Again, the best the public sector can do in evaluating something like a redevelopment plan for an area is to spend a lot of money and more time than anyone wants developing potential scenarios based on current-day expectations and market conditions, which are themselves destined to be outdated within a few years, if not sooner. There is a persistent myth that studying something and conducting due diligence on economic, physical, and social feasibility (which the public sector absolutely is obliged to do) will then produce a given, mutually-agreed-upon outcome that will come into being by the time anything is built, completed, and operating. That is never true.
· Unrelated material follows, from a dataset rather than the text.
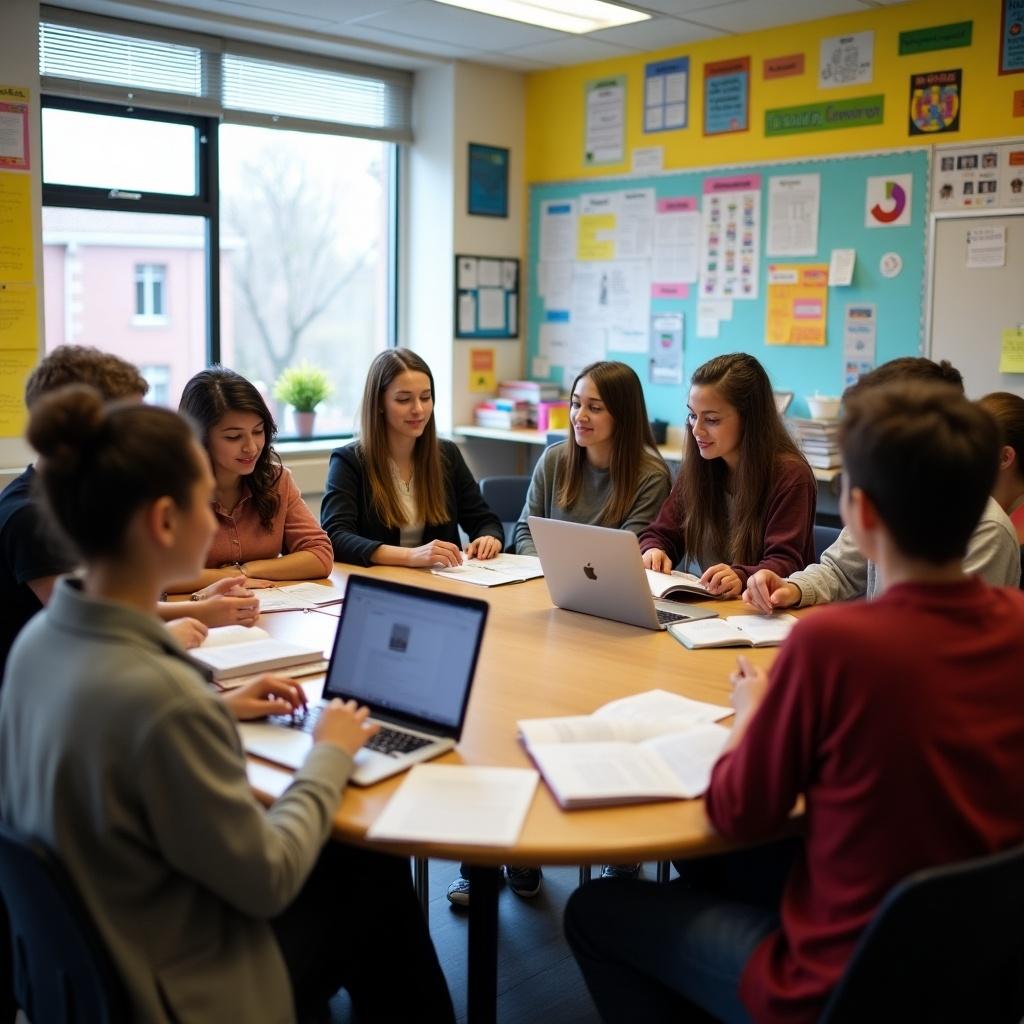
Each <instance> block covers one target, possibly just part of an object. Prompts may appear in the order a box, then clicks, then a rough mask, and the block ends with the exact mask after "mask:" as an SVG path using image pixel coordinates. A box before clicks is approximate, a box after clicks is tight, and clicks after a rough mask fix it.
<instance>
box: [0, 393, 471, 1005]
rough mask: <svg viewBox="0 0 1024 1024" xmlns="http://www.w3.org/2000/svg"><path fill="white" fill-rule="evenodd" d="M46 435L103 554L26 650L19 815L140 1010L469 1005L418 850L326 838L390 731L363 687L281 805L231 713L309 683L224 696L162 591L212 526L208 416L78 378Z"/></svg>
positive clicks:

A downtown plan is a great idea, but all such planning and projective speculation can do is provide a ‘ballpark’ sense of goals and objectives, and a greater familiarity with the moving parts, so that the community can adjust as time passes. Which it will.

“Getting input from everyone who will be affected while there are still options from which to choose.”
Including the option of stopping things, which has for so many years in Amherst seemed to be the principal motivation for insisting on options and choices? For all forms of development there are existing, legally mandated avenues for public involvement and input. None of those can possibly obtain “input from everyone who will be affected.” In some cases, extending public permit processes too widely and over too long a period of time can violate both the rights of those doing the development (public or private) and corresponding land use law.

The best that public process can do (and most often does) is to provide a reasonable opportunity for the immensely diverse cohort of humanity that constitutes “everyone who will be affected” to involve themselves. The purpose of public process is to serve the interests of all those involved. All those involved includes the development rights of property owners and the broad public interests that thoughtful development can serve, as well as those who feel aggrieved by change they do not like.

In the end, the perfect remains the enemy of the good. No development, however thoughtfully and carefully planned, responsibly permitted, and competently executed, will perfectly meet the expectations of all of those who believe their interests are involved. That is why community planning exercises and permit processes have a structured beginning and a reasonable end. People have a right to do useful things with their property and communities have a right to reasonably direct how those changes can occur. But unless that process is in fact reasonable, it is not legitimate.

Jonathan Tucker, an Amherst native who now lives in Northampton, worked in the Amherst Planning Department for 32 years and was planning director for 10 years. He staffed the Planning Board, Design Review Board, Historical Commission and Redevelopment Authority. He served on task forces focused on housing, parking, transportation and conservation.

3 thoughts on “What is a good downtown plan?”

  1. Thank you – your post describes the complications and real-world factors in considering what changes happen in our downtown. Amherst needs more places for people to live; we either build up (vertically) in some places or more densely in many places, or both. We need more businesses downtown – again, either taller or sprawling into the residential neighborhoods around our small downtown. All the easy-to-develop places have already been built on.